STRANGER: In regards to the idea of nonprofits incorporated into for-profits, Volkswagon had a "Force of Good" program where they went around in new beetles and fed volunteers and hungry people. While this program had a charitable aim, it was of course an alternative marketing strategy to sell cars. Similarly a for-profit theater shows plays with the ultimate goal of making money from drinks and food. If these programs are given an economic incentive (even though they already serve to help make money) it would be impossible for any real non-profit to co-exist. And do not expect any corporations to use this new opportunity to help rather than make money. Corporations like Volkswagon would be able to get economic incentives for their latest marketing strategies. Corporations would move money in and out of 'non-profit' programs that do not directly make money, and entirely exploit the system. While it may be difficult for non-profits to survive, do not make it more difficult. Anyway I would much rather live from the benevolence of the butcher, brewer, and baker.

Aaron P

YES, RICHTER!

EDITOR: Thanks to Matt Richter for correctly diagnosing the disease suffered by nonprofits, and for suggesting a cure. The environmental movement here is so greatly undermined by the timid boards of its powerful nonprofits that among my activist friends 501c(3) status is rightly seen as the kiss of death. Witness the big official enviro support for construction of a highway tunnel through the downtown waterfront, an item completely at odds with the agendas of organizations like People For Puget Sound, for instance.
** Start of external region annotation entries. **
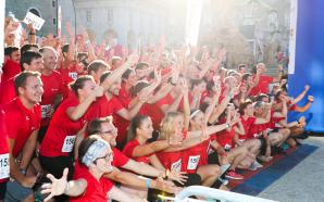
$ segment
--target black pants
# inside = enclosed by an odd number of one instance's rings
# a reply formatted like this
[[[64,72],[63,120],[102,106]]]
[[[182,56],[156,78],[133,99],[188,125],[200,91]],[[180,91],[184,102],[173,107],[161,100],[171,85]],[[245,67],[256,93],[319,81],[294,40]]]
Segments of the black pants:
[[[0,201],[3,200],[7,190],[7,181],[0,182]]]

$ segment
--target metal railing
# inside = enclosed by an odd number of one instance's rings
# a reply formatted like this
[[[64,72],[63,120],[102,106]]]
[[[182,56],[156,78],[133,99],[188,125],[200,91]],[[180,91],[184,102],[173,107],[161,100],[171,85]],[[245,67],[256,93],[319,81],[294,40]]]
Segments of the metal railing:
[[[223,191],[202,186],[190,186],[185,188],[178,194],[176,194],[174,202],[190,201],[187,198],[191,195],[203,197],[204,199],[211,199],[212,201],[219,200],[221,202],[275,202],[267,199],[261,199],[257,197],[235,193],[230,191]]]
But they and other nominally environmental orgs support the project. This is standard practice in the topsy-turvy nonprofit world. The monorail movement may have failed due to lying politicians' backroom deals and a shallow, cowardly media, but it only made the progress it did because for so long the movement was in the hands of a few people, free to speak strongly. In order to do their work, the two orgs I have served as Executive Director had to either dissolve (Yes For Seattle) or have their principals break away (Friends of the Monorail) to continue their organization's original aim. When my business partner and I started our very public-sounding Cascadia Film Collective to make great films in the Northwest, we did so privately because we knew art can't be made by a committee. Hopefully the cures prescribed by Mr. Richter will make unwavering public service possible with a little less hazardous self-sacrifice and financial risk than is now required. For now, courage to the progressive, right-thinking independent young artists, activists, planners and developers out there who aren't afraid to make a profit. When you cash in you'll deserve every penny, and your good works will be enabled to continue.

Grant Cogswell

GET BEHIND MCDERMOTT

EDITOR: Regarding "Not So Free Speech," April 27: Thanks for you're your recognition of Congressman Jim McDermott's tenacious fight to protect the First Amendment—and his ongoing contribution to The Stranger's own health and well-being. Remember that please should you be tempted again to suggest he be replaced.